Beltaine is always a weird time of year for me. As someone with a LOT of natural sexual energy, I tend to be highly unfocused. Knowing this about myself, I decided to embrace the chaos within this year and give up trying to focus, apparently, because I brought all three kids to the rite. :D
More seriously, I brought all three children to the rite today. Jessie would have been here either way, and I will post more about her in a moment. Today was Patrick's first rite, and as I suspected, he was pretty bored. Kids and church tend to be almost universally predictable that way. I was surprised that he didn't join in the Maypole dance however, since we've done them every year for the past eight, and this was our first year not doing one at home. He told me he just wanted a year off, LOL. I love that kid so much it hurts.
Maypole dance was AWESOME. I felt really full after it was over, and I needed that. I liked the fact that we built up all that energy and then released in into the Earth Mother with the intent to offer her healing. That was beautiful and the imagery helped me to actually release it, which has been a problem of mine.
Timmy was Timmy. I am ever grateful to my Grove from embracing him as is without any complaints or frustrations other than not really knowing what to do to interact with him. And knowing that there is a desire to interact with him means more to my heart than you could ever know. My Grove family has, as usual, proven to me that they are amazing. This time because of their never-ending capacity to love.
Jessie, my little Pagan child, was so adorable. She and I learned the songs for the rite beforehand, and she sang like a champ! She also has a knack for meditation, which is slightly unexpected for such an energetic six-year-old. She will be seven next month, age of reason, I'm told, and I look forward to the ways the Kindred manifest themselves further in her life.
The rite itself seemed to go well. I was highly distracted and even outside for much of the rite. I was also running on two hours of sleep. I ended up crashing pretty hard when I got home, and for a short while, I thought I might vomit. I am feeling a little better now, having had an additional four hours of sleep. I think I am going to have to start putting my foot down and not doing these rites that happen so early in the day when I've worked the night before. I need to suck up the fact that I just can't handle it. Next year, when I am not working nights anymore, this will all go away. Until then, I need to accept the fact that it's selfish of me and that the Kindred and my Grove members don't want me to hurt myself to serve them. I just frickin' love doing it. Maybe I can offer to provide some "training" for another Grove member to take up the role of Bard for those rites?

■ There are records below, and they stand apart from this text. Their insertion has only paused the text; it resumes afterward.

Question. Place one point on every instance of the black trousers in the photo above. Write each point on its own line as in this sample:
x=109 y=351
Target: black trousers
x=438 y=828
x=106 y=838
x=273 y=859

And the Ancestors Box is back in it's spot on top of my piano. I plan on teaching Jessie about the Ancestors this time round, because I have seen that she is ready. It's a difficult line to walk, this teaching children Druidry business. She takes everything I say verbatim without question. I find I am constantly asking her, "well, what do you think about that?" to promote her thinking for herself. That's almost funny to say, and those of you who know my little sprite will agree, because she is such a stubborn and strong-willed child. I think she just loves and trusts her mom. :) Kindred help me to deserve that!